Here's where I turn things around. After spending all this time banging on about Kingdom Hearts and its general inability to tell a cohesive, frank, narrative...
Here's where I save the day by saying, "And all of these qualities are what makes this series great."
Or, alternatively, "There is nothing wrong with fanfic."
Yes, it's in vogue to sneer down at fanfiction. That fanfiction has become a derisive term for low quality should inform you of its ubiquity. Popular writers like George R.R. Martin will say that using someone else's work is creatively limiting, stifling. But if Alan Moore or Phil Lord and Christopher Miller have taught us anything? They created two satires (one Juvenalian, one Horatian) built from the very foundations of works of fiction they loved. What is that, if not fanfiction?
Fanfiction is the literary equivalent of Lego. Take Emmet's speech from The LEGO Movie for a moment.
"Look at all the things that people built. You might see a mess. For what I see are people inspired by each other, and by you. People take things from what you have, are making something new out of it."
Fanfiction can be just that; rearranging or implementing new designs into old works, precisely because some people - devoted fans, creative individuals, etc - were inspired by their love for those very works. Yes, most fanfiction is devoted to someone's personal sexual fantasy... to varying degrees of acceptability and/or tolerance... and to, let's be frank, somewhat nightmarish degrees likewise...
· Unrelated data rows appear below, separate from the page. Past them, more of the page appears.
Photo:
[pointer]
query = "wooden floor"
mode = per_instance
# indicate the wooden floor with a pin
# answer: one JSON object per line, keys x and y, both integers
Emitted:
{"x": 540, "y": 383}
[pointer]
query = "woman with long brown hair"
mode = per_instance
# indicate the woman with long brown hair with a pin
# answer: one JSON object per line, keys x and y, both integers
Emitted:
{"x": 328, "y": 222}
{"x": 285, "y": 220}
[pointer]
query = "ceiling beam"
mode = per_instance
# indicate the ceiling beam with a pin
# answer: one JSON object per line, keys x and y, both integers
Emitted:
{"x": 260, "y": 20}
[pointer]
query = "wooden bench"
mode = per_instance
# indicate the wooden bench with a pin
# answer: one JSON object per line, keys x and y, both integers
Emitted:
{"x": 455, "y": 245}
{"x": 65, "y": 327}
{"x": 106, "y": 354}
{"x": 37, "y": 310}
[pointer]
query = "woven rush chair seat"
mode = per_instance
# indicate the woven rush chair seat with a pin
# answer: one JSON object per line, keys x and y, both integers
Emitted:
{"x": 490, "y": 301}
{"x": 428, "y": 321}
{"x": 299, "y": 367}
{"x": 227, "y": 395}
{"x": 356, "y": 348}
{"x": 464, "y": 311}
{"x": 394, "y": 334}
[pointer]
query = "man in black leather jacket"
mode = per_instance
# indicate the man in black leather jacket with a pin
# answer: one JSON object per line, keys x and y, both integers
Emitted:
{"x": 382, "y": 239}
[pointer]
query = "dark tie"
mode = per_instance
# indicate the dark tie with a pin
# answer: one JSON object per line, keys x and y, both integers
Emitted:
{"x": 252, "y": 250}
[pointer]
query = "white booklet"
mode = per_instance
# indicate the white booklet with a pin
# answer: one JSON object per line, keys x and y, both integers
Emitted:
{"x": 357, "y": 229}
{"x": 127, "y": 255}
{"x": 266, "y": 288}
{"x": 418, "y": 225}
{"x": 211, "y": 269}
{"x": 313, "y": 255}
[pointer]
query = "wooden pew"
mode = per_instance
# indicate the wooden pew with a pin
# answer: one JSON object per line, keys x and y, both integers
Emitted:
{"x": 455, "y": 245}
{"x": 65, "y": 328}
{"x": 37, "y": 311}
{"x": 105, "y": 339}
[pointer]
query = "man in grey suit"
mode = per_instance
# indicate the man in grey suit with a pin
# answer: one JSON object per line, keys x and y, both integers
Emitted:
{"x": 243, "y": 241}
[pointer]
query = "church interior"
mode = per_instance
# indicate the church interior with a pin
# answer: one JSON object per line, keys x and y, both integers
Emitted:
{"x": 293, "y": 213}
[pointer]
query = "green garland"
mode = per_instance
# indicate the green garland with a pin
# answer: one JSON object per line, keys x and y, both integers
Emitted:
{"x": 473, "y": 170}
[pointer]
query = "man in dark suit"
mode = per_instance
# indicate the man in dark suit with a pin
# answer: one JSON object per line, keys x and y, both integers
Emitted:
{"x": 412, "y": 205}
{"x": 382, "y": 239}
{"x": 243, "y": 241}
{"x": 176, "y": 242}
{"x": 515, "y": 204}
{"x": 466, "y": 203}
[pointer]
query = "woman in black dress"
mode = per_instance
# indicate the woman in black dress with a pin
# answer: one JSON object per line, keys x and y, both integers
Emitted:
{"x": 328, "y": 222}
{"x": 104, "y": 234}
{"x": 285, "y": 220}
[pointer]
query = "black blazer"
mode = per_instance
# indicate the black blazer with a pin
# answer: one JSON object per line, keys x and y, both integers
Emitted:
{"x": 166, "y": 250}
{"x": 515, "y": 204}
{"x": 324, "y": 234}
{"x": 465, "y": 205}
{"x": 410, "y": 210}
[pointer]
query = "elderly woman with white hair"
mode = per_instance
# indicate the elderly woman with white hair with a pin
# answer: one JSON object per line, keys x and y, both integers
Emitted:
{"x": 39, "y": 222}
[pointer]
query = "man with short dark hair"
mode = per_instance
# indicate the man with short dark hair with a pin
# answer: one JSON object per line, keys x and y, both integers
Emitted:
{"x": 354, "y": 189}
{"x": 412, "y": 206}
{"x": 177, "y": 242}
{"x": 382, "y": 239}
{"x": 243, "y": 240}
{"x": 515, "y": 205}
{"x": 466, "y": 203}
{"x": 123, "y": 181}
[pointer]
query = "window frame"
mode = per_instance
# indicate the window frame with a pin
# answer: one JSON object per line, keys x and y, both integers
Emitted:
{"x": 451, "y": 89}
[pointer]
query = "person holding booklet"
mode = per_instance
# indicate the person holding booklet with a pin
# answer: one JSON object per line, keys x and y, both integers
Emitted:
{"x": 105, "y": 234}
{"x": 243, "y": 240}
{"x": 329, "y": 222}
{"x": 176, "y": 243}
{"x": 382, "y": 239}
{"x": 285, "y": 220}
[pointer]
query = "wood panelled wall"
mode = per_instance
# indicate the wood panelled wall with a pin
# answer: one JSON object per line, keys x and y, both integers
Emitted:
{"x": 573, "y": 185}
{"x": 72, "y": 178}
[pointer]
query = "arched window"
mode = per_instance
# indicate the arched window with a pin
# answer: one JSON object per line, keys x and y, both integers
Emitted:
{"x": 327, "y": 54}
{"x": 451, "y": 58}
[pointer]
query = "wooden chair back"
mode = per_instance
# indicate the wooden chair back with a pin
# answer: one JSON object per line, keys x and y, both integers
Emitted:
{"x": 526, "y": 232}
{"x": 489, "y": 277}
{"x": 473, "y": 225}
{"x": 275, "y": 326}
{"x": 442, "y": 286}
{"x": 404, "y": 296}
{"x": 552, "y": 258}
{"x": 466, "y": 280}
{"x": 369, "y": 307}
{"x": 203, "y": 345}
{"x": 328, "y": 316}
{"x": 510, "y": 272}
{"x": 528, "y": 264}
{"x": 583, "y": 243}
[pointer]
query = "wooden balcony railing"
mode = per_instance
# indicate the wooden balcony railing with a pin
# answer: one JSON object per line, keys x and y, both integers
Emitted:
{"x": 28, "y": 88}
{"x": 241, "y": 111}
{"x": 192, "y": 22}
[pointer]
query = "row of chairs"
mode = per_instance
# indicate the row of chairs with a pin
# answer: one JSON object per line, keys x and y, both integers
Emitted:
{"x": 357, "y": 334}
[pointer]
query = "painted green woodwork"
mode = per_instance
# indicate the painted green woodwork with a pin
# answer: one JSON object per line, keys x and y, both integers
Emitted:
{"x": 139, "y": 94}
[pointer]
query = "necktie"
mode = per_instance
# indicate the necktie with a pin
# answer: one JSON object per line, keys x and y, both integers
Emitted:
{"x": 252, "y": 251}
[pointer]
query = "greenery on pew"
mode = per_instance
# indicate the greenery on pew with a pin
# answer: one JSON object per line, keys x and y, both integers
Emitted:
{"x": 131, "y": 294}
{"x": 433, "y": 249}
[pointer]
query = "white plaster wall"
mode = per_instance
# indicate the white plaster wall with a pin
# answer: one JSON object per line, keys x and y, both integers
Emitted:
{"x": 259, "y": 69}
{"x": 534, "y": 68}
... Damn, fanbase, what the hell is it with some of you and vore? Jesus Christ.
And yes, most fanfiction are written by young men and women still in high school, or college, and by God does it show. Yes, most fanfiction writers tend to have a loose grasp on the canon of their works. Yes, there are all kinds of crazy fanfiction writers who deliberately exaggerate or ignore elements of canon so they can cherry pick and form a collage of unconnected moments to support an insane ship or irrational theory (see: Harry Potter fans with most of their shipping, or the various "Dumbledore was the true villain all along! theories). Yes, even the non-ship fanfictions - most fanfictions - are rife with cliché. They lack of irony, a suitable hold on the concept of comedy and just about anything else one can learn in a creative writing class.
... But for many, fanfiction can be a great place to start.
Fanfiction can be a place to start flexing those writing muscles. It can be a place to express burgeoning creativity, encourage it. Yes, you'll wind up writing something that isn't exactly Dostoyevsky, but every mistake you make is something you will learn and take to heart, if you have any smidgeon of humility in you. But more to the point, fanfiction - your fanfiction - means something to you. No amount of snark and criticism can take that away from you.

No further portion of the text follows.